Enzymatic routes for the synthesis of ursodeoxycholic acid

• Ursodeoxycholic acid is a drug for the treatment of liver diseases.
• Different starting material for the synthesis of ursodeoxycholic acid are presented.
• Appropriate enzymes for biotransformation reactions are presented.
• Several routes for the synthesis of ursodeoxycholic acid are presented and discussed.
• The current status and limitations synthesizing ursodeoxycholic acid are discussed.

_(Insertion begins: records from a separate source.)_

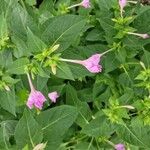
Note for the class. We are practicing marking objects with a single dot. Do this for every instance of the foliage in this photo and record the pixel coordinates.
(94, 110)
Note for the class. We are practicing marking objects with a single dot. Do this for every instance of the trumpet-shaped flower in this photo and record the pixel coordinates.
(119, 147)
(53, 96)
(36, 98)
(85, 3)
(91, 64)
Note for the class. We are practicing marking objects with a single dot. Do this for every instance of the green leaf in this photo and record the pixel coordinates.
(63, 30)
(64, 72)
(31, 2)
(145, 59)
(99, 127)
(55, 122)
(35, 44)
(8, 101)
(18, 66)
(136, 134)
(28, 131)
(82, 107)
(3, 27)
(6, 131)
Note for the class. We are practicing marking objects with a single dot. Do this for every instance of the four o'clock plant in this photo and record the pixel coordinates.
(48, 59)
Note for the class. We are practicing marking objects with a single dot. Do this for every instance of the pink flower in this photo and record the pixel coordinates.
(144, 36)
(122, 3)
(36, 98)
(53, 96)
(92, 63)
(119, 147)
(85, 3)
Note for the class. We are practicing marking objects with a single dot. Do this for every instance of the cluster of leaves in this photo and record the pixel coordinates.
(89, 112)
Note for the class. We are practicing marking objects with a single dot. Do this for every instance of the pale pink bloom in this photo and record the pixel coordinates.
(128, 107)
(85, 3)
(144, 36)
(92, 63)
(36, 98)
(122, 3)
(119, 147)
(53, 96)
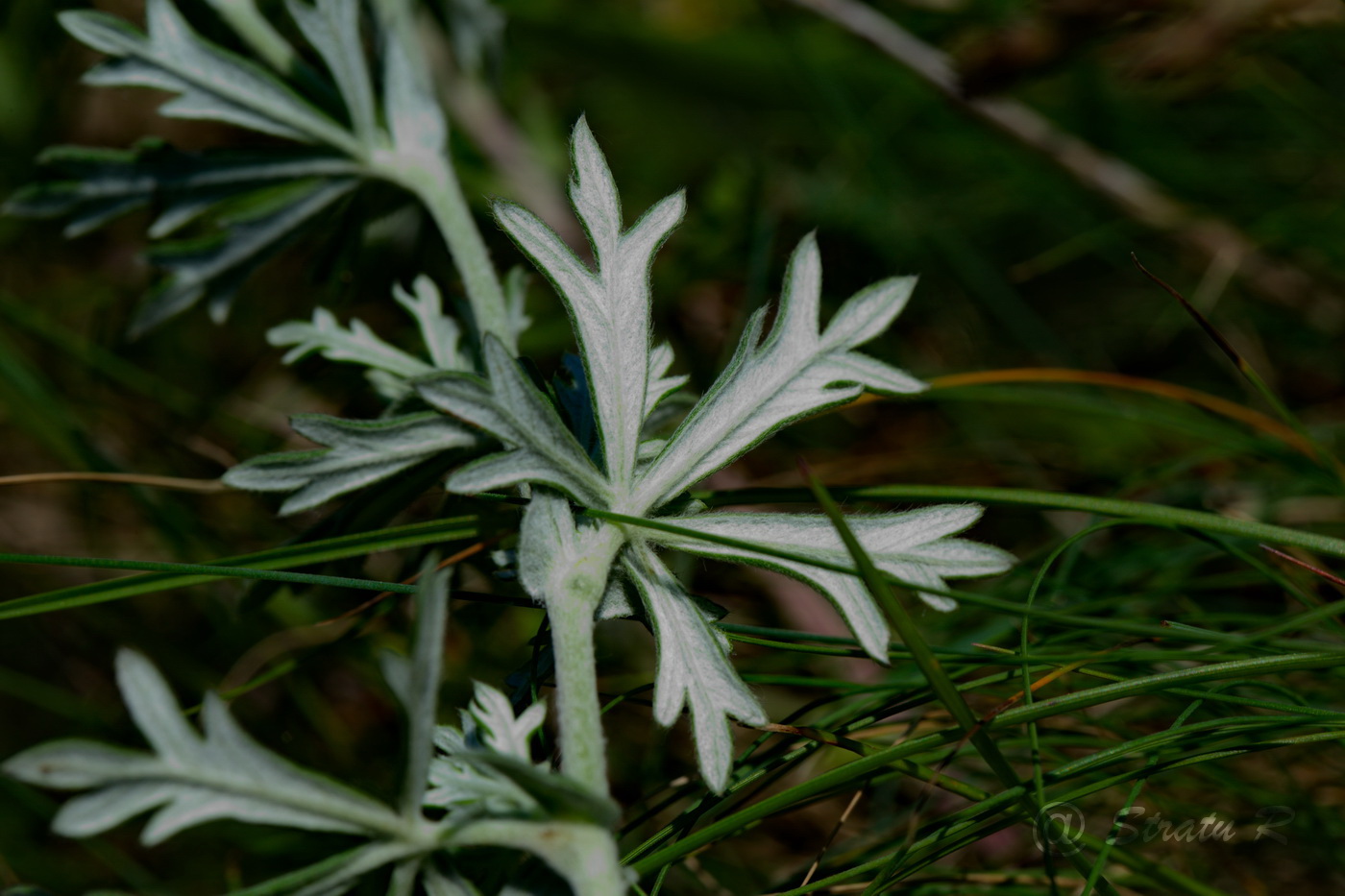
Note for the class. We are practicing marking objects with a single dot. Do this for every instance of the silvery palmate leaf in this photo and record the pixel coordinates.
(915, 546)
(234, 195)
(608, 305)
(356, 453)
(210, 83)
(188, 778)
(360, 452)
(93, 186)
(796, 372)
(506, 403)
(693, 666)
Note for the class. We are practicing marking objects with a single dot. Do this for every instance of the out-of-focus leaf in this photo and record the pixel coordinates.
(188, 778)
(211, 83)
(218, 265)
(91, 186)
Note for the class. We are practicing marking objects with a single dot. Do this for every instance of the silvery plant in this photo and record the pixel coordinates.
(601, 458)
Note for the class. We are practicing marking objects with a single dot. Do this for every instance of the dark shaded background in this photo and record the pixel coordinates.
(776, 120)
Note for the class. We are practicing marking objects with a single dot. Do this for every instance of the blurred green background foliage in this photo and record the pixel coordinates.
(777, 120)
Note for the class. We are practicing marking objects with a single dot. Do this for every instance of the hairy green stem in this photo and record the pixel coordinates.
(578, 712)
(574, 597)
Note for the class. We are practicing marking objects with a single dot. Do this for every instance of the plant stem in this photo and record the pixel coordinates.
(574, 600)
(578, 714)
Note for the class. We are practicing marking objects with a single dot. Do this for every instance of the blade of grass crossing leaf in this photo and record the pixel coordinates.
(1154, 514)
(924, 658)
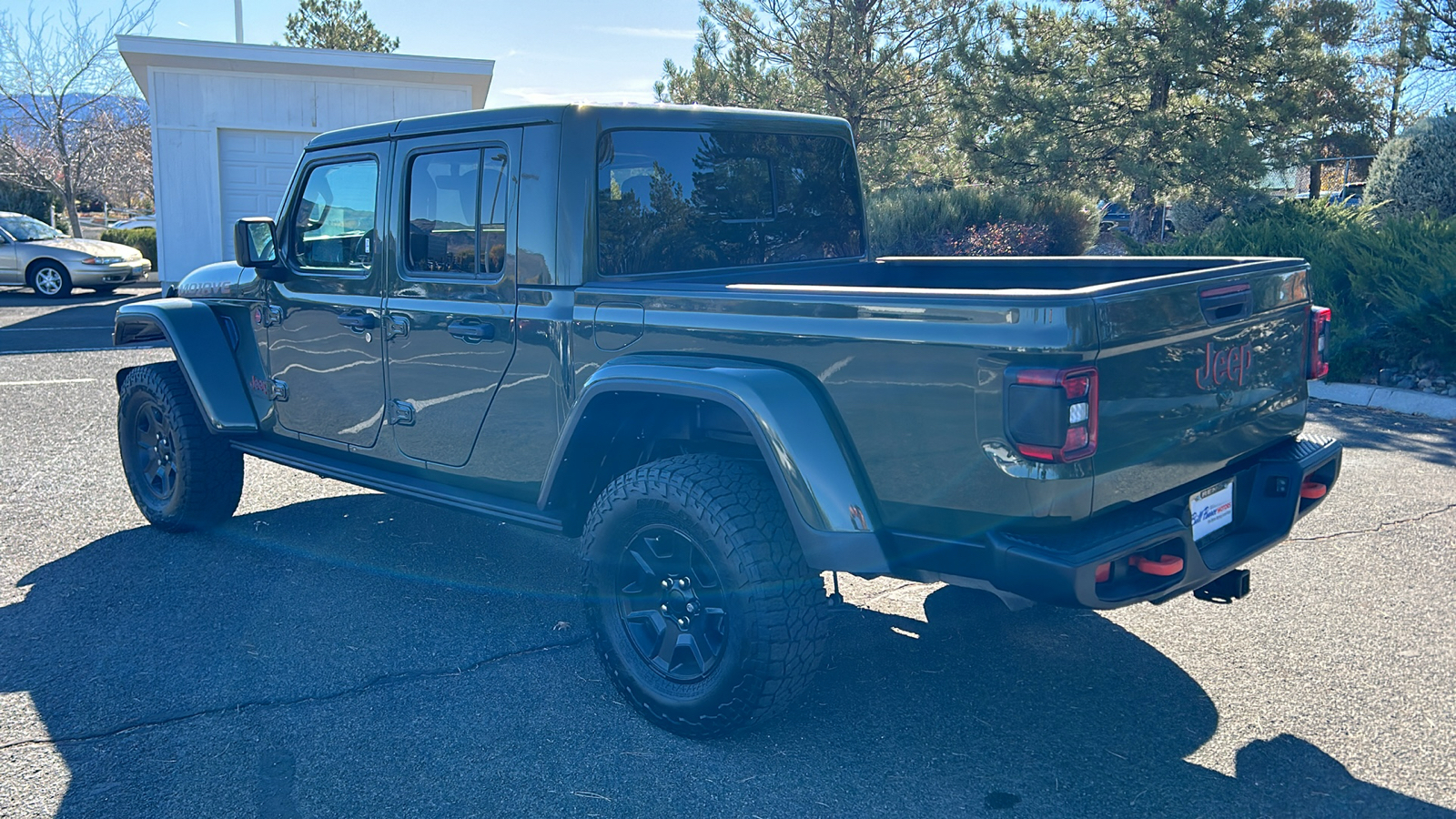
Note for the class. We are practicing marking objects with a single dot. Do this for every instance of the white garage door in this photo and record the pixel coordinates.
(255, 169)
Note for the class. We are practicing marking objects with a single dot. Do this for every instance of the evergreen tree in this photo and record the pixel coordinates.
(875, 63)
(335, 24)
(1158, 98)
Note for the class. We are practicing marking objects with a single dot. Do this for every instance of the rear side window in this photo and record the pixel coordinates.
(703, 200)
(455, 219)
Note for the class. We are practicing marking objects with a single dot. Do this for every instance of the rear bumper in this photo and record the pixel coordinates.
(1060, 566)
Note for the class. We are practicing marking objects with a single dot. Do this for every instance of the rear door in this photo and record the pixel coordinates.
(451, 295)
(1198, 372)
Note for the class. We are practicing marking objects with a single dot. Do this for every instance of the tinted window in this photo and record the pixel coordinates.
(334, 222)
(456, 213)
(698, 200)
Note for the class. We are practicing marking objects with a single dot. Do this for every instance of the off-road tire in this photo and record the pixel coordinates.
(181, 475)
(774, 606)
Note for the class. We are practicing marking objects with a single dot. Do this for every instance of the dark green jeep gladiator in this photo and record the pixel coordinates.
(660, 329)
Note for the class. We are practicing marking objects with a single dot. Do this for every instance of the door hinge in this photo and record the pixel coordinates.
(397, 327)
(402, 413)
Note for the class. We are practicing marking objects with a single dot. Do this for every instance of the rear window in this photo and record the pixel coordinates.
(703, 200)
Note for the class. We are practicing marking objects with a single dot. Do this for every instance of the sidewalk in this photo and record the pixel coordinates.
(1390, 398)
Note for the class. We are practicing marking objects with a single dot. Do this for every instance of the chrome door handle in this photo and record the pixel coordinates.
(472, 332)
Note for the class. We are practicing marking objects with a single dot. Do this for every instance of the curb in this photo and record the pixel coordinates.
(1390, 398)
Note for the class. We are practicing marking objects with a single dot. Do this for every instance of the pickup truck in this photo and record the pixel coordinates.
(659, 329)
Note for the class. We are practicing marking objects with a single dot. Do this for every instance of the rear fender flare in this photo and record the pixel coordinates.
(810, 464)
(201, 350)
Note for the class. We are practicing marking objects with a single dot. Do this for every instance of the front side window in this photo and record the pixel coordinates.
(26, 229)
(334, 220)
(455, 219)
(703, 200)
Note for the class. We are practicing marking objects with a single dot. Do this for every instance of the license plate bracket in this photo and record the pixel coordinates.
(1210, 509)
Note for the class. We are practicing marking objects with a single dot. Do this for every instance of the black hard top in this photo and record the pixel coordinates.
(603, 116)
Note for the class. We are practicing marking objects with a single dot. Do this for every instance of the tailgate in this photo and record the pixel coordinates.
(1196, 373)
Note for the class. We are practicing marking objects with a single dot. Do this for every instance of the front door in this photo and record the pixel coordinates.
(450, 314)
(325, 347)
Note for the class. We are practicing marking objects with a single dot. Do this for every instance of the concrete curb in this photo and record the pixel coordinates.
(1390, 398)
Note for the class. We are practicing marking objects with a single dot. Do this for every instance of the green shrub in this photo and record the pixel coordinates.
(142, 238)
(1416, 172)
(914, 222)
(1390, 281)
(1001, 238)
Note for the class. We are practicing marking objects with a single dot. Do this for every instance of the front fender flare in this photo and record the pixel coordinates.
(203, 353)
(812, 465)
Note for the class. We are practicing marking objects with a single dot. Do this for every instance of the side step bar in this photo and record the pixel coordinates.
(393, 482)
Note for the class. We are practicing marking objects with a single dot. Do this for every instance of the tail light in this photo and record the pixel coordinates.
(1052, 414)
(1318, 343)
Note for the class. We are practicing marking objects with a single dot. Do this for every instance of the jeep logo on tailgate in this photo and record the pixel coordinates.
(1223, 366)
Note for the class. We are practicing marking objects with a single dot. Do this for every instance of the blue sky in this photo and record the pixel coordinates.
(545, 51)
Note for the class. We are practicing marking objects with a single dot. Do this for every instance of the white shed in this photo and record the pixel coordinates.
(229, 123)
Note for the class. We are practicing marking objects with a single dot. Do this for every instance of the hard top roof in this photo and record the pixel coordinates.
(606, 116)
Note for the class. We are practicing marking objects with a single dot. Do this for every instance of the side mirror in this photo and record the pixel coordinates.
(254, 244)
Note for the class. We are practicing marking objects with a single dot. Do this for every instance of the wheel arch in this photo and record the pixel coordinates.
(631, 407)
(200, 344)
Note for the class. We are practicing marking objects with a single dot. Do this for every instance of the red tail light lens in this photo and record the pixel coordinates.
(1052, 416)
(1318, 343)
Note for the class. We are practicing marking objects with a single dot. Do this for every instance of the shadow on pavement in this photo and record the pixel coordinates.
(366, 654)
(1427, 439)
(77, 322)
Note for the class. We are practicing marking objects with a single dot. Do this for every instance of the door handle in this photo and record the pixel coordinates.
(472, 332)
(359, 322)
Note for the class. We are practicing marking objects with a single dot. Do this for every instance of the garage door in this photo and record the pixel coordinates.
(255, 169)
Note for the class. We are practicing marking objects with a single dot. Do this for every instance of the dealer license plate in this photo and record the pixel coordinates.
(1212, 509)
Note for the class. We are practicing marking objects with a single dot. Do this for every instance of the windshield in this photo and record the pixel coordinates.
(26, 229)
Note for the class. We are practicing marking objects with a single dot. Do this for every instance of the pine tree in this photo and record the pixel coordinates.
(875, 63)
(335, 24)
(1158, 98)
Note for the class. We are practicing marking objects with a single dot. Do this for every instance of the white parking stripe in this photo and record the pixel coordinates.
(53, 329)
(43, 382)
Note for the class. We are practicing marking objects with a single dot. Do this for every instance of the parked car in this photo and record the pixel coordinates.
(51, 263)
(1349, 196)
(659, 329)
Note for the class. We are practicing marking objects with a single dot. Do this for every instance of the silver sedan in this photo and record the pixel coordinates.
(51, 263)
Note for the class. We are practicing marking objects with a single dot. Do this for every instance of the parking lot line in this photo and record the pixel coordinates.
(43, 382)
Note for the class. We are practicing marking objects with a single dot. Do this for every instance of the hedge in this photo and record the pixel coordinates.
(1390, 280)
(914, 222)
(142, 238)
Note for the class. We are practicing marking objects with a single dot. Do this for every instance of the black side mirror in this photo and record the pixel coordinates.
(254, 245)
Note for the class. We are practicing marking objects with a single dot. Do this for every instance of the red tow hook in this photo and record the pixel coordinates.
(1165, 566)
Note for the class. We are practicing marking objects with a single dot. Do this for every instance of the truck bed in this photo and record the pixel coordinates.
(912, 356)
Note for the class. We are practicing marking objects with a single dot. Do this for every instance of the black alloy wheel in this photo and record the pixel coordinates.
(670, 603)
(181, 474)
(153, 450)
(703, 611)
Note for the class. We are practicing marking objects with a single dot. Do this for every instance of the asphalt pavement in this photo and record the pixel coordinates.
(334, 652)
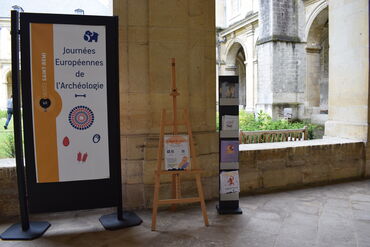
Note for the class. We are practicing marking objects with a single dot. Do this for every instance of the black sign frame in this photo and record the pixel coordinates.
(74, 195)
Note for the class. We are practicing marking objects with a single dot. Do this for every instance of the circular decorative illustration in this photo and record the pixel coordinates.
(81, 117)
(96, 138)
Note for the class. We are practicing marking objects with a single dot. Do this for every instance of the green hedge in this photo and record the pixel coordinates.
(263, 121)
(3, 114)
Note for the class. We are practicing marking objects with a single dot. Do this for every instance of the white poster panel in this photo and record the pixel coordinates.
(176, 152)
(80, 80)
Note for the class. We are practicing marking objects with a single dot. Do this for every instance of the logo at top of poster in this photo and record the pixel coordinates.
(81, 117)
(91, 36)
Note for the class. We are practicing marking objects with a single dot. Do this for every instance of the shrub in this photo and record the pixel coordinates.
(263, 121)
(8, 146)
(3, 114)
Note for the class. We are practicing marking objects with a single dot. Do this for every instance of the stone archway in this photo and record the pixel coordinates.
(317, 51)
(235, 61)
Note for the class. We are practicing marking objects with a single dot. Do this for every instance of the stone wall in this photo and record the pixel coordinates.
(293, 167)
(349, 51)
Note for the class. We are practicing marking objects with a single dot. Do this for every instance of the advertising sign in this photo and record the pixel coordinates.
(70, 94)
(69, 101)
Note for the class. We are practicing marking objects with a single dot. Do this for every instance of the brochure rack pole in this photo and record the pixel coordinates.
(25, 230)
(228, 105)
(176, 185)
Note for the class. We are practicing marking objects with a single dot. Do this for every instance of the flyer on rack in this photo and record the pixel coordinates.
(229, 182)
(176, 152)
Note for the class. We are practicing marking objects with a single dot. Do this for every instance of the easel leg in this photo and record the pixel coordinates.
(202, 203)
(155, 201)
(174, 189)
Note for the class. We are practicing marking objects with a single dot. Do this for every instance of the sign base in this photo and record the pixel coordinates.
(15, 232)
(111, 221)
(229, 210)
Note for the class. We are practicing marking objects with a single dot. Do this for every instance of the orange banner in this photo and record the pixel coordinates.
(47, 103)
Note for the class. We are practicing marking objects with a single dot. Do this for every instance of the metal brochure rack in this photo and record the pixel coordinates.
(228, 106)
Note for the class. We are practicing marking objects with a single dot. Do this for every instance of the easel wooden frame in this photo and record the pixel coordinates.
(176, 183)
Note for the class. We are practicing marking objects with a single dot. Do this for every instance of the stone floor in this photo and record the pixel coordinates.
(330, 216)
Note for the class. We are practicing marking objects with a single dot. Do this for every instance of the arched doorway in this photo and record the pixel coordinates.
(318, 67)
(235, 61)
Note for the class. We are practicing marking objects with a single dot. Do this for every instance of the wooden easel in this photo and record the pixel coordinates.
(176, 184)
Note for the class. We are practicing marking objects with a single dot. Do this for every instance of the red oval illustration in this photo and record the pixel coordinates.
(66, 141)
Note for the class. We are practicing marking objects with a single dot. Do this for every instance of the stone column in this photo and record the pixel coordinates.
(281, 61)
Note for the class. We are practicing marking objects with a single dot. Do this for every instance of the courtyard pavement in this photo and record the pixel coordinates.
(328, 216)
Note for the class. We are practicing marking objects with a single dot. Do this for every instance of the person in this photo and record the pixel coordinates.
(10, 112)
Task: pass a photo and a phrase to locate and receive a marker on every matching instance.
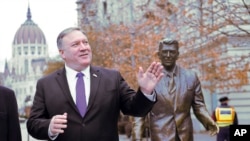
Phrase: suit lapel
(63, 83)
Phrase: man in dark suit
(54, 114)
(178, 91)
(9, 121)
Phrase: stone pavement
(204, 136)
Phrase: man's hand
(148, 80)
(214, 129)
(57, 124)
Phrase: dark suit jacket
(9, 121)
(109, 94)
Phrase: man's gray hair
(64, 33)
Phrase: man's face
(76, 51)
(168, 56)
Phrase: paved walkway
(197, 137)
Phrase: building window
(26, 66)
(25, 50)
(39, 50)
(104, 7)
(19, 50)
(33, 49)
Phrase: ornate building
(29, 57)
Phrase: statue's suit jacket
(109, 94)
(9, 121)
(170, 116)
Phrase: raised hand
(148, 80)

Ursodeoxycholic acid, a secondary bile acid, is used as a drug for the treatment of various liver diseases, the optimal dose comprises the range of 8–10 mg/kg/day. For industrial syntheses, the structural complexity of this bile acid requires the use of an appropriate starting material as well as the application of regio- and enantio-selective enzymes for its derivatization. Most strategies for the synthesis start from cholic acid or chenodeoxycholic acid. The latter requires the conversion of the hydroxyl group at C-7 from α- into β-position in order to obtain ursodeoxycholic acid. Cholic acid on the other hand does not only require the same epimerization reaction at C-7 but the removal of the hydroxyl group at C-12 as well. There are several bacterial regio- and enantio-selective hydroxysteroid dehydrogenases (HSDHs) to carry out the desired reactions, for example 7α-HSDHs from strains of Clostridium, Bacteroides or Xanthomonas, 7β-HSDHs from Clostridium, Collinsella, or Ruminococcus, or 12α-HSDH from Clostridium or from Eggerthella. However, all these bioconversion reactions need additional steps for the regeneration of the coenzymes. Selected multi-step reaction systems for the synthesis of ursodeoxycholic acid are presented in this review.